Saturday, January 31, 2009

Scientia: Acknowledgements of Imperfection

About two and a half years ago, about the length of a conscript service or a part-time MBA, I remember writing about the (unjustified) divide between the humanities and the sciences.

In my examination of the sciences and my personal experience as a scientist, I always keep in mind the memory of Johannes Diderik van der Waals (1837-1923). In 1873, his doctoral thesis asserted the non-ideality of real gases in a time when even the molecular theory of matter was in dispute. Up to then, the ideal gas law (often expressed in the form of the equation PV=nRT) had been taken to be the underlying truth of things, made weak only by the limits of experimentation.
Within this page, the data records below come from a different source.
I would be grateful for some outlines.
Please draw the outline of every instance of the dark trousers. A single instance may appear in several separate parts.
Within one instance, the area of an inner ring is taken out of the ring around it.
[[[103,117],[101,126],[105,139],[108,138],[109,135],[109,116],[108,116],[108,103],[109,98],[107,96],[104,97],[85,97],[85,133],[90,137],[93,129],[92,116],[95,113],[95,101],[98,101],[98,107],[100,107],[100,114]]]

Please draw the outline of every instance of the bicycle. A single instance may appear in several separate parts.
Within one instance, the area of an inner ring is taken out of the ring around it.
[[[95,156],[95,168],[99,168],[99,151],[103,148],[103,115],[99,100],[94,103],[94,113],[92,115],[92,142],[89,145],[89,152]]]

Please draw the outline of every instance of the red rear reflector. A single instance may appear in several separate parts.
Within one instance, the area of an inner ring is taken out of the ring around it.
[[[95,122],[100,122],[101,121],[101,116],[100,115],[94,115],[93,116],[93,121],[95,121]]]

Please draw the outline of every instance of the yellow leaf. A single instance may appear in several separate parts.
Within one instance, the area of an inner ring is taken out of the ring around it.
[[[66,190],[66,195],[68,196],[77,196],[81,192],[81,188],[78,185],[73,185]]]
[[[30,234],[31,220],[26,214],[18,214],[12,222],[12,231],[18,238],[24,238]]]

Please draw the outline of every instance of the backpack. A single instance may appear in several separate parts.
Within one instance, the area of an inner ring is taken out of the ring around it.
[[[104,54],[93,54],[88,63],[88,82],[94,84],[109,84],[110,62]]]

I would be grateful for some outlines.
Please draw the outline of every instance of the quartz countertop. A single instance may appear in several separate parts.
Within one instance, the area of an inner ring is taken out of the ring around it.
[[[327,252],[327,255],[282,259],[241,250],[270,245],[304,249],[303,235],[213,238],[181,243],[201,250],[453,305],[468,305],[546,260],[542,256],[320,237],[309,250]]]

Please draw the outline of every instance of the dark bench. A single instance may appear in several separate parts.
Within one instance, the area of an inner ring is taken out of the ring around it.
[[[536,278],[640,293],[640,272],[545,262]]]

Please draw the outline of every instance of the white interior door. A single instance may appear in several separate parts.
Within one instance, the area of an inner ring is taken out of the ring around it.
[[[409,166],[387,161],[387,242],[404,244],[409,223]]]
Van der Waals won the 1910 Nobel Prize for his admission that the real world was not ideal, and that the universe was in fact definitely to be treated as if ideality was unattainable in its reality. His work led to invaluable techniques in the compression and liquefaction of gases.
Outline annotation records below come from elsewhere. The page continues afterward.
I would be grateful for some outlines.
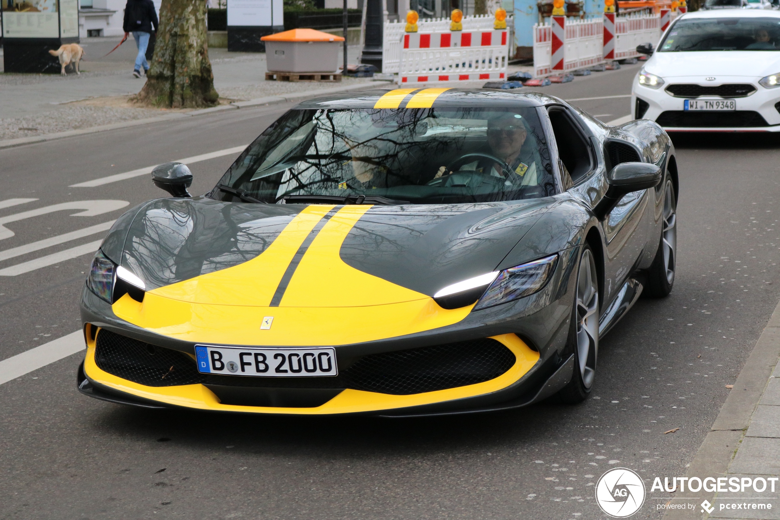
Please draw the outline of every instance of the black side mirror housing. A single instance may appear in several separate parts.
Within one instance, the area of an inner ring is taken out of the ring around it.
[[[607,174],[609,187],[593,210],[596,218],[603,221],[626,194],[654,188],[662,179],[661,168],[651,163],[624,162],[618,164]]]
[[[172,196],[192,196],[187,188],[193,183],[193,174],[186,164],[166,162],[151,171],[151,180],[158,188]]]
[[[636,46],[636,52],[652,56],[654,52],[653,44],[649,42],[647,44],[640,44]]]

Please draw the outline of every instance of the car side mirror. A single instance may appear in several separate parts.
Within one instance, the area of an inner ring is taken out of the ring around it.
[[[653,44],[640,44],[636,46],[636,52],[640,54],[647,55],[648,56],[653,55]]]
[[[187,188],[193,183],[193,174],[186,164],[166,162],[151,171],[151,180],[158,188],[172,196],[192,196]]]
[[[647,162],[624,162],[607,174],[607,193],[596,204],[593,212],[603,221],[626,193],[654,188],[661,183],[663,172],[655,164]]]

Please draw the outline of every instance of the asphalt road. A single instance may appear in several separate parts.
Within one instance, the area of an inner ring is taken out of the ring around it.
[[[545,91],[625,95],[637,66]],[[576,101],[610,120],[627,97]],[[287,105],[0,150],[3,218],[69,201],[160,196],[144,175],[69,185],[249,143]],[[777,303],[780,208],[775,138],[675,139],[675,290],[641,299],[601,344],[592,397],[513,412],[414,420],[154,412],[79,394],[76,354],[0,385],[0,518],[590,518],[594,483],[632,468],[648,486],[685,474]],[[232,161],[191,166],[193,193]],[[113,203],[119,205],[119,203]],[[83,205],[94,207],[94,203]],[[111,203],[105,203],[109,207]],[[117,218],[59,210],[5,224],[2,251]],[[778,216],[778,219],[775,219]],[[0,229],[2,235],[2,229]],[[0,261],[0,269],[101,234]],[[0,276],[0,359],[80,327],[90,254]],[[738,391],[735,389],[731,391]],[[665,434],[673,428],[672,433]],[[668,493],[639,518],[659,518]]]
But the key point is this: with the physical thesis of van der Waals came the final disenchantment of the alchemists, a tradition which ended at Isaac Newton (1643-1727). Newton's assertion of the ideal, almost Platonic, nature of the world was in line with his beliefs as an alchemist. Those who worked with him and followed after him assumed the truth of the alchemical assertion, "As above, so below," which related earthly science with heavenly truths. Few now realise that Newton wrote more on alchemy, sorcery, religion and Biblical hermeneutics than on the science for which we inescapably remember him.
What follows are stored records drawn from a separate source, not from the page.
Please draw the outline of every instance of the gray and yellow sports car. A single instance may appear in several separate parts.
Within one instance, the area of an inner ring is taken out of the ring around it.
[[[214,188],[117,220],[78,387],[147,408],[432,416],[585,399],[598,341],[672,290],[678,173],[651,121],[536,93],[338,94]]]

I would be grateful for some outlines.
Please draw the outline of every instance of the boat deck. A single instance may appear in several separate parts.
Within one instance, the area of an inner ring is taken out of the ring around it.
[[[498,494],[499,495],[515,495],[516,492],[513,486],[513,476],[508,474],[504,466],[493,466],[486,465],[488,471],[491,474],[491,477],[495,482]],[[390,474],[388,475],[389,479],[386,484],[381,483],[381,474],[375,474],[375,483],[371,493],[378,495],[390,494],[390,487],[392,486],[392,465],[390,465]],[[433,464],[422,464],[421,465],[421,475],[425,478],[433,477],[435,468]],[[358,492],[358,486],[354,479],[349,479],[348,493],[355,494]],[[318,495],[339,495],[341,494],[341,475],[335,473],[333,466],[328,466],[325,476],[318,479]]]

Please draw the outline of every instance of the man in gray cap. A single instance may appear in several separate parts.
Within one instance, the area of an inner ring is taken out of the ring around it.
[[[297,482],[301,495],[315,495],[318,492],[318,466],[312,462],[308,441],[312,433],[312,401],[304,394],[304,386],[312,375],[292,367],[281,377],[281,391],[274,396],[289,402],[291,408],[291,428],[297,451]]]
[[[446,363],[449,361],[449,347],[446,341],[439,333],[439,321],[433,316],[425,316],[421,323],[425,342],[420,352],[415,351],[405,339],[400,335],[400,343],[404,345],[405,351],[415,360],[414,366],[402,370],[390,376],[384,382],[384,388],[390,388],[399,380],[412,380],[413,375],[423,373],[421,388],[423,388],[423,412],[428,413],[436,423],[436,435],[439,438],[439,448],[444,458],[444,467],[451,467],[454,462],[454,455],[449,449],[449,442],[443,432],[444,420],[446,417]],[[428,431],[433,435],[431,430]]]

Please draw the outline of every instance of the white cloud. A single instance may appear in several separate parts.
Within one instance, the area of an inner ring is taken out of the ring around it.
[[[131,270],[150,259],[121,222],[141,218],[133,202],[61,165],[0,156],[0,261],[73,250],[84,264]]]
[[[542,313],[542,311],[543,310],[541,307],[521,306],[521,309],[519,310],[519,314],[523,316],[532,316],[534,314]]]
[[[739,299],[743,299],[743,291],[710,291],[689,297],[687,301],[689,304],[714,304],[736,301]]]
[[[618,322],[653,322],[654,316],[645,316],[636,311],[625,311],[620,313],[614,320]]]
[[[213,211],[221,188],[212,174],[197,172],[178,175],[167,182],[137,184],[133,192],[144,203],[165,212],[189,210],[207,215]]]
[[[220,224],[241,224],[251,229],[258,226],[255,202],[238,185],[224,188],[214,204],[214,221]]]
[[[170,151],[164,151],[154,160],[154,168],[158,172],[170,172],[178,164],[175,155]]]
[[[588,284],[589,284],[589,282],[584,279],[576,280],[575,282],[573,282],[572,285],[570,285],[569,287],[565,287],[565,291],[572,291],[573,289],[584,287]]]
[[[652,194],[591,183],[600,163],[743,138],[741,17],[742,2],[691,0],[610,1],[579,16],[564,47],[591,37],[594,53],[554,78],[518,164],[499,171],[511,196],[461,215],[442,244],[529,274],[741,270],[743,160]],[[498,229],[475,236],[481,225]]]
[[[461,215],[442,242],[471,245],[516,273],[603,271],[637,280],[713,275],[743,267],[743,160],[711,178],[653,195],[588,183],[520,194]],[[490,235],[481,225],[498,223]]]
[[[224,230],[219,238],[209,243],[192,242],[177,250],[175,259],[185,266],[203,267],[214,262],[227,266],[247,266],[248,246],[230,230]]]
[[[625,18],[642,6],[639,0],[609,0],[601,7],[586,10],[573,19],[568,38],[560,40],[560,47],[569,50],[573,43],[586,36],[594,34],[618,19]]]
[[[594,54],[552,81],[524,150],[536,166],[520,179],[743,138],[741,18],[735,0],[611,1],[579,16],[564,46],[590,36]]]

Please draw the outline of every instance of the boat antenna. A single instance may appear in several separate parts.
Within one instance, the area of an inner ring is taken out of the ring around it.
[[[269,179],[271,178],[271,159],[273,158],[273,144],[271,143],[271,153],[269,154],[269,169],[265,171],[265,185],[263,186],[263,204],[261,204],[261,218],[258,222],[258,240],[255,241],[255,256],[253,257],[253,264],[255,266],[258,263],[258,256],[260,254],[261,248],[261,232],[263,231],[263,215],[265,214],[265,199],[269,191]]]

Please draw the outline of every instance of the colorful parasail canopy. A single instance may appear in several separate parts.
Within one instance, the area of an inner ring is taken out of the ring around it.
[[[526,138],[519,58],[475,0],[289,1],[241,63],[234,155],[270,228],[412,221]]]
The line from van der Waals to Einstein is a short one: in fact, Einstein's 'miracle year', in which four of his most influential papers were published, was 1905. In slightly over 30 years from van der Waals' doctoral thesis to Einstein's annus mirabilis, we humans had come to discover just how uncertain and provisional our ideas about the universe could be.

Modern science is a striving after a perfection we know we cannot attain, unlike the natural philosophy or scientia of Newton and his age. It is a very human story of the attempt to control what we know we cannot but we dream we can. That dream goes back to the Promethean flame, the story of liberating fire, and the difficulties thereafter.